Obvious there is a lot of toughness and mental fortitude involved in making an attempt at a long jaunt through snow, slush, and ice, as in any ultra in any season, but I continue to wrestle with the thought or question of "when is one ready?".
I recently re-read a chapter from Breakaway Books "Running Through The Wall", specifically the chapter where an ultra runner recalls her first experience training for and running the infamous Holiday Lake 50k++ in Virginia. Part of her story recalls the fact that she had been training and did her final long training run, a three to four hour run, a week prior to the race. Obviously this strategy goes against the traditional training plan philosophy of build and taper. I also look at athletes like gIANt and Sherpa John that seemingly don't have formal training plans, and when it comes to ultras they will give it a whirl.
So last weekend, as I was on a two-hour training run through the woods and over the ice and the snow, I was thinking about how crappy my winter training has been with the IT Band issues. Conventional wisdom would suggest I am not fit enough for a two hour training run, but I had an itch to get out and go long, and resolved to simply get out on the trail. My thinking was to run easily for as long as I could, walk the tougher sections, and basically run for time instead of distance. In the end, it went really well and I got about 125 minutes.
This brought me back to thinking about the Pineland Farms Trail Challenge 50k, and how, if I am able to build off of this long run, I could probably show up on Memorial Day weekend and give it a go. Yes, it wouldn't be the 'right' approach to training for a 50k, but I think with the right motivation it could be possible. People have said, why not just sign up for the 25k, but I have my eyes fixed on completing the 50k. I think I'd be a little more cautious about my lack of training if I were thinking of the 50 miler.

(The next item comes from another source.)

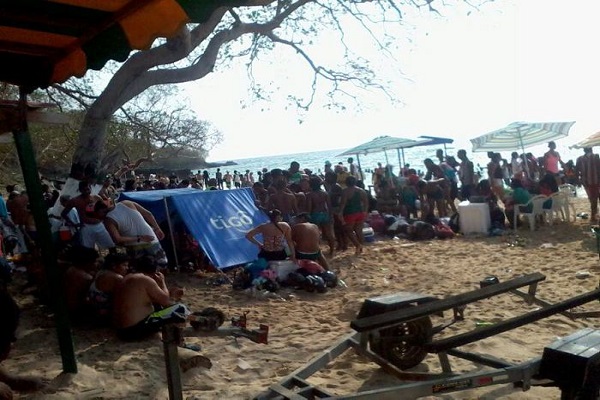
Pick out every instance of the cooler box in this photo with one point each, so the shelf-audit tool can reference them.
(474, 217)
(283, 268)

Obviously one does not prepare to run 100 miles in 24 hours by completing the run, but there is a great amount of preparation that goes into it, just as some marathon training programs cap long run training at a 20 mile run - leaving the rest of the race to guts and heart.
So here is the question:
What are your thoughts about running a marathon, ultra event, etc, without the 'proper' amount of training? Obviously the answers will be varied, but I am just curious what you might think?